Apple has backported security patches fixing a remotely exploitable zero-day vulnerability for older iPhones and iPads.

This bug is tracked as CVE-2022-42856and it stems from a type confusion weakness in Apple’s Webkit web browser browsing engine.

Apple said the flaw discovered by Clément Lecigne of Google’s Threat Analysis Group allows maliciously crafted web pages to execute arbitrary code (and likely access sensitive information) on vulnerable devices.

Attackers can successfully exploit this flaw by tricking their targets into visiting a maliciously crafted website under their control.

Once achieved, executing arbitrary code could allow them to execute commands on the underlying operating system, deploy additional malware or spyware payloads, or trigger other malicious activity .

In a security consulting released today, Apple again said it is aware of reports that this security flaw “may have been actively exploited”.

The company fixed the zero-day bug by improving the state management of the following devices: iPhone 5s, iPhone 6, iPhone 6 Plus, iPad Air, iPad mini 2, iPad mini 3, and iPod touch (6th generation).

Secure old devices to block attacks

Although Apple has disclosed that it has received reports of active exploitation, the company has yet to release information regarding these attacks.

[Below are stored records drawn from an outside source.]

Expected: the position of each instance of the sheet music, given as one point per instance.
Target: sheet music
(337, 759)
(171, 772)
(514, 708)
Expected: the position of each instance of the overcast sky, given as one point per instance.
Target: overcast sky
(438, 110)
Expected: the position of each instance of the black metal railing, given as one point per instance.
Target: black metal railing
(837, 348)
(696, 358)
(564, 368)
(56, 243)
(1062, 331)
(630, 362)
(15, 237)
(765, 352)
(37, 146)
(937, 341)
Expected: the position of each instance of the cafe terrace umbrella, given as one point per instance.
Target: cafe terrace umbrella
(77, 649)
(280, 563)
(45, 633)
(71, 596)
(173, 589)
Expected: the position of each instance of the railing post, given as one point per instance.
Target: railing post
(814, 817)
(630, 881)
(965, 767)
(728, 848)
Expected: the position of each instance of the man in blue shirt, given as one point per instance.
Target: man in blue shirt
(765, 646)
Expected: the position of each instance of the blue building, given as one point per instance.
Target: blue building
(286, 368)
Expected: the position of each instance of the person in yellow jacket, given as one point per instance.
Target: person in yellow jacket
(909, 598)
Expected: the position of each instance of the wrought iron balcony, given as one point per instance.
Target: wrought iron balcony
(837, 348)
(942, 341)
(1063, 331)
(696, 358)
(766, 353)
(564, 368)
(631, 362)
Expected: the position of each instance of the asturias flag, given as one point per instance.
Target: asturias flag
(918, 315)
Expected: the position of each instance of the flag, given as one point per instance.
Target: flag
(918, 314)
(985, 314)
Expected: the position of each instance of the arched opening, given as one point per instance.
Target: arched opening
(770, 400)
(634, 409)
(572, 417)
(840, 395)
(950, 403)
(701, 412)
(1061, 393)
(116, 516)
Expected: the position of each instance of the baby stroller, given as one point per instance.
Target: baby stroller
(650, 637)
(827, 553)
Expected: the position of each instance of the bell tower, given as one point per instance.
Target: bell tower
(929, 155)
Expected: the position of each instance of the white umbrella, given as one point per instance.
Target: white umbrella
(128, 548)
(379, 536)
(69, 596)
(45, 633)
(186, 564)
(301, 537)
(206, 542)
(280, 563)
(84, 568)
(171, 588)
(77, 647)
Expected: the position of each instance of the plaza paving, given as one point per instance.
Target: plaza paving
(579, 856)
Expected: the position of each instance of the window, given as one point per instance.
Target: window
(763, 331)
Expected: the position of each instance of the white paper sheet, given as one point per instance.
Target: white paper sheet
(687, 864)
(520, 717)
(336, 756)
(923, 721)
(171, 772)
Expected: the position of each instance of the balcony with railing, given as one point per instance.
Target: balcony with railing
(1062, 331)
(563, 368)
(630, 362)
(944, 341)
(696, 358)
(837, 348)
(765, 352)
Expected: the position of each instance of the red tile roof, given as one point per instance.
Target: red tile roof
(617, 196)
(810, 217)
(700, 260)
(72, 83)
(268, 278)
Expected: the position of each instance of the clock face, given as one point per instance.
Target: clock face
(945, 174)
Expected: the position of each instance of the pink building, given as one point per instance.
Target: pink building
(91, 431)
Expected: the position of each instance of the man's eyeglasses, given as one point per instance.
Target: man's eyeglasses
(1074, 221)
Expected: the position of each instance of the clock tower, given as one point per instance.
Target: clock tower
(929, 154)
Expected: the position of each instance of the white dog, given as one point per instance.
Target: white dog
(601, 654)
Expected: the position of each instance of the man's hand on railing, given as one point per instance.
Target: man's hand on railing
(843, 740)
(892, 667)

By withholding this information, Apple is likely aiming to allow as many users as possible to patch their devices before other attackers discover zero-day details and start rolling out custom exploits targeting vulnerable iPhones and iPads.

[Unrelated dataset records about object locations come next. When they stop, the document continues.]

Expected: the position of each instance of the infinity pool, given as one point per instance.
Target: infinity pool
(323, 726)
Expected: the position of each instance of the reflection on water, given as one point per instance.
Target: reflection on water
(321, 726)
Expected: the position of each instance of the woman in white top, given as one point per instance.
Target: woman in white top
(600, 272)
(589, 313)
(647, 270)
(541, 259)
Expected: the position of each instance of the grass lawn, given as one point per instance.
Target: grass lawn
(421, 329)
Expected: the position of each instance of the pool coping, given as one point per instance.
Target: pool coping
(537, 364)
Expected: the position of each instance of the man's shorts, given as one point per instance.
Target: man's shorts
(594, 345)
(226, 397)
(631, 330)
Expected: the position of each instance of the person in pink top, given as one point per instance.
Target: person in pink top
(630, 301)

Even though this security flaw has probably only been used in targeted attacks, it is still highly recommended to install today’s security updates as soon as possible to block potential attack attempts.

CISA added day zero to its list of known exploited vulnerabilities December 14causing Federal Civilian Executive Branch (FCEB) agencies to fix it to protect them “against active threats”.

Today Apple also patched dozens of other security vulnerabilities in its Safari web browser and its latest macOS, iOS and watchOS versions.